Akibatnya, para migran mudah jatuh ke tangan para pedagang manusia dan pedagang manusia, yang mengeksploitasi keputusasaan para migran dalam upaya mereka mendapatkan perlindungan internasional dan membangun kehidupan baru bagi diri mereka sendiri dan anak-anak mereka.
Hal ini membuat perjalanan migrasi menjadi lebih berbahaya karena para migran memilih rute yang lebih jauh.
"Benteng" Eropa
Uni Eropa dan negara-negara anggotanya cenderung berfokus pada dukungan terhadap upaya penjaga pantai Tunisia dan Libya untuk membendung arus migran dan pengungsi yang mencoba mencapai pantai Eropa, daripada mendukung inisiatif perlindungan migran, termasuk misi pencarian dan penyelamatan untuk menghindari bahaya penyeberangan laut.
Tunisia mencegat lebih dari 75.000 migran pada tahun 2023 saat mereka mencoba mencapai Eropa melalui rute Mediterania tengah ke Italia, lebih dari dua kali lipat jumlah pada tahun 2022, menurut Garda Nasional Tunisia.
Pakta Migrasi dan Suaka Uni Eropa, yang diusulkan pada bulan September 2020 dan diadopsi oleh Parlemen Eropa pada bulan Desember 2023, bertujuan untuk “mengelola dan menormalkan migrasi dalam jangka panjang, memberikan kepastian, kejelasan, dan kondisi yang baik bagi mereka yang tiba di Uni Eropa”.
Pusat Pemantauan Migrasi
Lebih banyak tindakan perlindungan perlu dilakukan untuk menghindari hilangnya nyawa lebih lanjut dan menciptakan peluang aman bagi mereka yang terpaksa bermigrasi.
Salah satu lembaga yang dapat dimintai bantuan oleh para migran adalah Pusat Pemantauan Migrasi Dewan Pengungsi Norwegia (NRC).

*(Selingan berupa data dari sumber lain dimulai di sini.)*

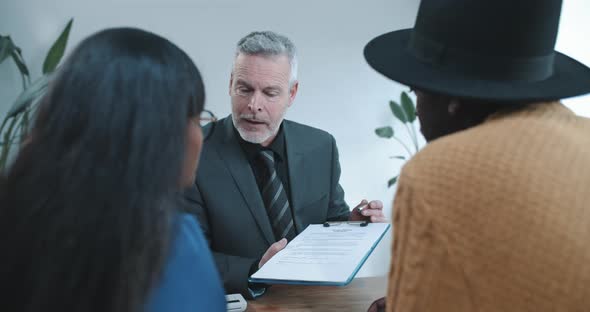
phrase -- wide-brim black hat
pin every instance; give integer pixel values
(495, 50)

Pusat Pemantauan Migrasi bekerja sama dengan jaringan mitra lokal yang luas di seluruh Afrika Utara untuk membantu para migran mengakses layanan dan hak-hak dasar. Misinya adalah membangun jaringan komunitas dan mitra untuk melindungi hak dan martabat orang-orang yang sedang bermigrasi dan mereka yang menampung mereka.

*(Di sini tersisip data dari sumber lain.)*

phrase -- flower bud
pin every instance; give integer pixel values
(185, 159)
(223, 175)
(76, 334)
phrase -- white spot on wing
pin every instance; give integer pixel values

Pusat ini telah membangun jaringan sekitar 40 mitra, termasuk banyak inisiatif yang dipimpin oleh migran dan pengungsi. Proyek-proyek dirancang dan dilaksanakan bersama untuk meningkatkan perlindungan hukum, menciptakan peluang untuk kemandirian, dan berbagi kapasitas. Selain itu, pusat ini dan para mitranya menyediakan bantuan darurat bagi masyarakat rentan yang sedang bepergian.